En el año 1973 tuvo lugar el atraco al banco Kreditbanken en Estocolmo. El asaltante retuvo como rehenes las personas que en aquel momento se encontraban en las oficinas de la entidad -tres mujeres y un hombre- durante un plazo de seis días. Cuando se produjo la actuación policial encaminada a liberar a los secuestrados, con uso de armas de fuego y gases lacrimógenos, una de las mujeres se resistió al rescate y posteriormente se negó a testificar en contra del atracador. Todo ello a pesar de que el delincuente había disparado en varias ocasiones contra la policía y estuvo a punto de matar a dos de ellos, además de haber amenazado con estrangular a los cuatro rehenes a la vez si se usaban gases.
Desde entonces se conoce como Síndrome de Estocolmo la reacción psíquica que algunas personas secuestradas experimentan durante su traumática experiencia y después de la misma, que se concreta en una empatía hacia el captor y un correlativo rechazo hacia el rescatador (En el caso límite de Patty Hearst la víctima acabó uniéndose a la organización criminal de los secuestradores).

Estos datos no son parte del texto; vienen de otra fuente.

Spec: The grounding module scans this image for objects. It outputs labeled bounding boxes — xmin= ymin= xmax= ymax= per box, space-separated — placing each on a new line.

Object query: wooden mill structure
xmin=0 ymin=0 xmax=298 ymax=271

Existen múltiples estudios que tratan de esclarecer cuáles puedan ser las causas de tales reacciones. Las respuestas varían. Algunas se refieren a cuestiones de cierta profundidad psicológica, como el paralelismo con la conducta infantil por virtud de la cual el niño reacciona al enfado de sus padres tratando de complacerlos, o la necesidad de buscar una explicación racional a una situación insostenible, que lleva a la identificación con el sentido de las acciones del secuestrador (sobre todo en secuestros con aparente motivación ideológica). Otras son más intuitivas o reflejas, como la coincidencia de objetivos inmediatos entre secuestrador y secuestrado (básicamente poner fin al secuestro sin mayores consecuencias) o el puro instinto de supervivencia que aconseja con lógica que es más probable salir con vida del paso si se accede a los deseos de los secuestradores.
En estos días da la impresión de que las autoridades de Irlanda pasan por un tipo de cuadro psíquico similar y, a pesar se ser el país presa de un monstruoso déficit público que atenaza y amenaza su economía, se resisten de modo insistente a cualquier intento de rescate por parte de la Unión Europea. Parece que las causas de dicho rechazo son diferentes de las que hemos expresado anteriormente y tienen que ver más, por una parte, con el pavor a reconocer la gravedad de la situación y el temor a que se resucite el antimito de los PIGS –cosa prácticamente inevitable al día de hoy- y por otro lado con la conciencia de que no es la economía pública la que requiere asistencia, por cuanto que el gobierno irlandés ha hecho un notable esfuerzo de ajuste presupuestario (sin duda superior al nuestro), sino el sistema financiero, cuyo rescate por parte del las autoridades de Eire ha llevado al insoportable desbalance de las cuentas públicas. Pero no estamos para sutilezas, y la realidad es que Irlanda está al borde de la bancarrota, por lo que precisa imperiosamente ser rescatada, aún en contra de su voluntad. Es indudable que estamos iniciando la senda correcta, pero no podemos caer en falsos providencialismos.
Como dice el viejo proverbio irlandés God is good, but never dance in a small boat.